Девочка из ее четвертого класса протянула ей молитвенник. Стефани села сзади, прислонившись к колонне. Вошла мисс Уэллс. Шифон разных оттенков розы волнисто веял за ее круглой шляпой, потрепанной бабочкой трепетал на груди, выглядывал меж пуговиц серого габардинового пальто. Следом за ней вошли двое: Маркус и молодой мужчина, смутно знакомый Стефани. Вспомнила: это тот забавный биолог из Блесфорд-Райд, что на рождественской вечеринке в школе все приглашал ее танцевать и оставил отпечатки потных ладоней на спинке ее бледного вечернего платья. Симмонс с улыбкой отвесил общий поклон и подвел Маркуса к скамье: не то наседка с цыпленком, не то гофмейстер при юном принце. Стефани с изумлением увидела, что оба преклонили колена и перекрестились. Что это? И давно они так? Маркус, кажется, ее не заметил. Впрочем, тут ничего нового не было.
Орган засипел, забрался мелодией в высоту и с высоты рухнул. Вошел хор, кто маршем, кто шаркая. Пели резковато, но все смягчил густой, недвижный воздух в сводчатых провалах потолка. С хором вошел грузный пастырь – Дэниел в белом стихаре поверх сутаны. Процессию замыкал мистер Элленби, собиравшийся проповедовать перед сбором денег.

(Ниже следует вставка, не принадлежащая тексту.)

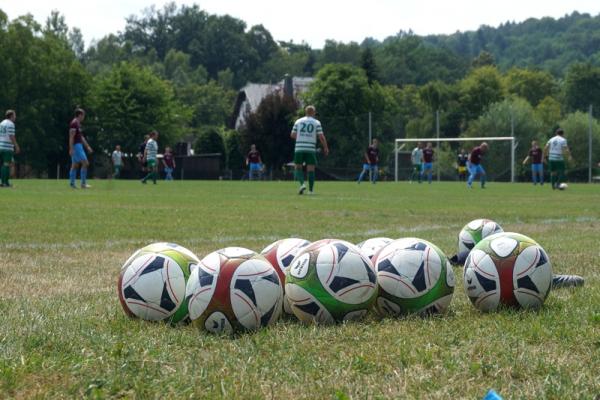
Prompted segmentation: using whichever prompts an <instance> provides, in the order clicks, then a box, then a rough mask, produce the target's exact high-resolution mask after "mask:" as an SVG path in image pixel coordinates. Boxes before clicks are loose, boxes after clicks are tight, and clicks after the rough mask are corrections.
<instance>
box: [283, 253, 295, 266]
mask: <svg viewBox="0 0 600 400" xmlns="http://www.w3.org/2000/svg"><path fill="white" fill-rule="evenodd" d="M293 260H294V256H293V255H291V254H289V255H287V256H285V257H283V258H282V259H281V263H282V264H283V266H284V267H286V268H287V267H289V266H290V264H291V263H292V261H293Z"/></svg>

Дэниел не разделял ликования хора. Сдвинув черные брови, он шагал словно на покаянное богослужение. Стефани различала его голос среди остальных: грубоватый бас, верный, но неслиянный. Дэниел, казалось, видел свою задачу в том, чтобы держать для остальных какой-то тяжелый, угрюмый ритм. Сама Стефани петь и не пыталась.
Дэниел не выглядел глупо – вопреки ее ожиданию, а может, и страху. Не было в нем и какой-то особенной, одушевленной энергии. Стефани пришла увидеть энергию в действии – Дэниела в молитве. Но он был всегдашний: черный, плотный, устойчивый, и батист стихаря казался жиденьким, ненужным, как глупый белый слюнявчик. От этой мысли она улыбнулась, и тут он ее увидел. Увидел и нахмурился еще сильней, и какое-то электричество пробежало в нем и сковало, и он отвернулся. Потом над воротничком и белоснежными сборками медленно поднялась красная и горячая волна, тень на щеках подсветилась кровью, ползущей к скулам, ко лбу. Стефани почувствовала, что ее застигли в ужасной бестактности. Град, как камнями, застучал по витражным окнам.